“We’re going to be laaate,” I mumble and groan under my breath, following my best friend down to the water. She saw the water and gave me the smile she always gives me when she’s about to do something she knows I won’t want to do: mischievous eyes reflecting the sun shining down on us, the right side of her mouth pulled up making her smile slant, and — my favorite part — her tongue sticking out a bit, pushing up against her front teeth and curving up slightly, like her smile itself isn’t enough to demonstrate her excitement.
“There will always be another ferry, James,” she taunts me. “Come on, live a little,” she says like she always does when I’m about to hold her back.
“Eliza, this isn’t the lake at home. It’s an ocean. You’ve got to be careful!”
“Aww, James, come on. Let’s play a little.”
I watch Eliza turn around, face the ocean water. We planned this trip last year, a present to ourselves for finishing school. The ferry wasn’t even part of the plan, but she convinced me to live a little already today — she wants to go to Italy since we’re so close. How could she pass up the opportunity?
She’s still walking toward the ocean water. I’m following because what else am I going to do? I watch as she reaches down near her waist and grabs the light cloth dress she’s wearing — fittingly, in Aegean blue — and she pulls it up over her head.
I glanced around, forever more cautious than Eliza is. I’ve decided I’ll follow her toward the water, but I have no desire to go in, not like she does. She hasn’t said it yet — I think she thinks I’ll want to stop her. But I don’t think I will today. Today feels like a day to live; we just live differently.

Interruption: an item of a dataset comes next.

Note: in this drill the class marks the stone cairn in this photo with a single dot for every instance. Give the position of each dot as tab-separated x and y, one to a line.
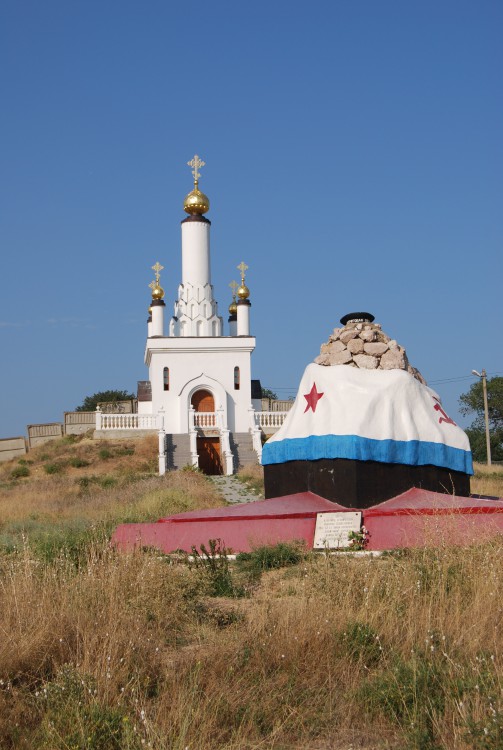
362	343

She turns her head to look back at me once she’s reached the edge of the water. I can see the excitement in her eyes, building up — she can’t wait to step in the water. She turns back, puts one foot in. Her body gives a little shiver of glee, as she unites with her element: water. Her emotions have taken over. There’s no going back now for Eliza.
I continue walking to the edge of the water. I still have no desire to go in the ocean. I watch her from the shore, solid in the earth.
She’s getting farther away though. I call to her to come back a little.
I have no idea if she hears me.
She looks confused. Not that I can see her face, but I know her body. I know every movement and every motion. She’s not moving like she’s supposed to be.
I jump in the water, I start swimming — just because I didn’t want to go in doesn’t mean I can’t — I swim as fast as I can to help her.
I get maybe twenty feet out, look up to see where she is.
I don’t see her.
I can’t find her.
I start swimming again, feverishly, toward where I last saw her but goddammit fuck this water and how fast it moves, how easily it flows in and out, above and around me. I can’t find her. Who knows where she could be by now? I turn in circles I’m positive this is where I last saw her.
From the shore, a man yells to me. I have no idea what he said. How can I hear anything he’s saying between the ocean and the splashing and the thought of Eliza —
Where the hell did Eliza go?
How can she be gone?
She’s unstoppable. Too excitable.
I stop swimming. I’m only treading water now.
My head is just above the water now.
The man from the shore is swimming out to get me. He’s yelling about waves.
He reaches me. Asks what happened. Why I’m out here.
I don’t respond. My voice left with Eliza.
He starts trying to pull me back to shore. Talking about waves again. About the ocean.
He shakes his head as he says, “You kids need to respect nature. Water, it will do what it wants when it likes, and it takes no prisoners. Only lives.”